La qualification d’un bail s’apprécie en fonction des activités exercées sur les biens loués à la date de sa conclusion, et ce quelle que soit l’évolution de l’activité au cours du bail.

 

C’est le principal enseignement qui peut être tiré de l’arrêt de la Cour de cassation du 6 septembre 2018.

 

Dans cette affaire, les parties avaient décidé de conclure un bail commercial d’une durée de neuf ans portant sur un ensemble immobilier devant servir « uniquement à l’élevage, et en général à toutes activités équestres à l’exclusion de l’activité de centre équestre ou de poney-club ».

 

Six mois après, le bailleur autorisait, par avenant, l'activité de poney-club.

 

Puis, respectant le régime applicable aux baux commerciaux, le bailleur délivrait un congé pour l’échéance des neuf ans du bail, précisant qu’il refusait le renouvellement et verserait au locataire une indemnité d’éviction. 

 

Le locataire assignait alors le bailleur en nullité du congé, soutenant d’une part que le bail devait être requalifié en bail rural dans la mesure où l’activité initialement prévue d’élevage est une activité agricole et non commerciale, et d’autre part que la réglementation propre au bail rural ne prévoit pas de possibilité de donner congé dans ces conditions. Il considérait alors que le congé devait être déclaré nul et que le bail devait se poursuivre.

 

Le bailleur soutenait quant à lui qu’au jour de la délivrance du congé, l’activité d’entraînement et de sport équestre, activité par définition commerciale, était prépondérante. Le bail était donc selon lui un bail commercial et le congé parfaitement valable.

 

La Cour de cassation donne raison au locataire : pour déterminer la nature du bail, il ne faut pas s’intéresser à l’activité prépondérante lors de la délivrance du congé, mais à celle prépondérante au moment de la conclusion du bail.
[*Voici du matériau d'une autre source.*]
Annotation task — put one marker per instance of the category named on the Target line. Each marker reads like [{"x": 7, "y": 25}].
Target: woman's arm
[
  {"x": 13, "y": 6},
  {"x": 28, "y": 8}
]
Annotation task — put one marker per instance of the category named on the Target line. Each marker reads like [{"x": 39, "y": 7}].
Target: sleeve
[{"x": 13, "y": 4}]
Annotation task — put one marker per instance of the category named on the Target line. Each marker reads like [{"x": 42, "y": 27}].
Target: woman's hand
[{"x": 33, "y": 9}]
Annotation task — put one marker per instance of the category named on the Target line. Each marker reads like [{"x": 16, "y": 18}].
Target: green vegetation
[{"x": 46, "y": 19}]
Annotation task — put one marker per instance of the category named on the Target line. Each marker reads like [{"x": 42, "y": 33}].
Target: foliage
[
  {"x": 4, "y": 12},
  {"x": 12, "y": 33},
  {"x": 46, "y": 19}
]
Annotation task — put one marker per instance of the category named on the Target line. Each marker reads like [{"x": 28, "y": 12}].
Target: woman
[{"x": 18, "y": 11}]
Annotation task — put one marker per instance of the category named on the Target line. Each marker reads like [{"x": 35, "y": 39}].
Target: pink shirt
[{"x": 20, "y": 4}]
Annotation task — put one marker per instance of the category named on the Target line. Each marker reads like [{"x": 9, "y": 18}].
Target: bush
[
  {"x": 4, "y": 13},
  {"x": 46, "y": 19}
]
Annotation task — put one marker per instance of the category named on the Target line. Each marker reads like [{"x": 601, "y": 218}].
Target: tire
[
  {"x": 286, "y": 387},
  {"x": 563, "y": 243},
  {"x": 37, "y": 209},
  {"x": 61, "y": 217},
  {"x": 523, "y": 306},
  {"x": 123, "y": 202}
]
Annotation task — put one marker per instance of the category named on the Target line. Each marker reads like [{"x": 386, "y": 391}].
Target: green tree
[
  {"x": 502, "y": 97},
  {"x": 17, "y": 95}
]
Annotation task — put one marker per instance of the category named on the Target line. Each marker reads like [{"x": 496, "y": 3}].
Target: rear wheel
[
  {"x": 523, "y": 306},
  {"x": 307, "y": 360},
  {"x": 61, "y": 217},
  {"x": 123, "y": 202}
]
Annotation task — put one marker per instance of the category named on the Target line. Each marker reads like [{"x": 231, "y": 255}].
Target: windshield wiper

Or, lors de la conclusion du bail, il était prévu que les locaux loués ne servent exclusivement qu’à l’élevage. Le bail est donc requalifié en bail rural, alors même qu’il avait été nommé bail commercial par les parties au moment de la signature de l’acte.

 

Toute mise à disposition entrant dans le champ d’application du régime du fermage donne impérativement lieu à la conclusion d’un bail rural, et les parties ne peuvent pas la soumettre volontairement au statut des baux commerciaux.

 

Rappelons que la Cour de cassation a progressivement étendu le domaine des activités équestres qualifiées d’activités agricoles. Les baux ruraux sont donc de plus en plus fréquents dans ce domaine, avec tout ce que cela peut impliquer comme particularités juridiques, notamment en termes de congé.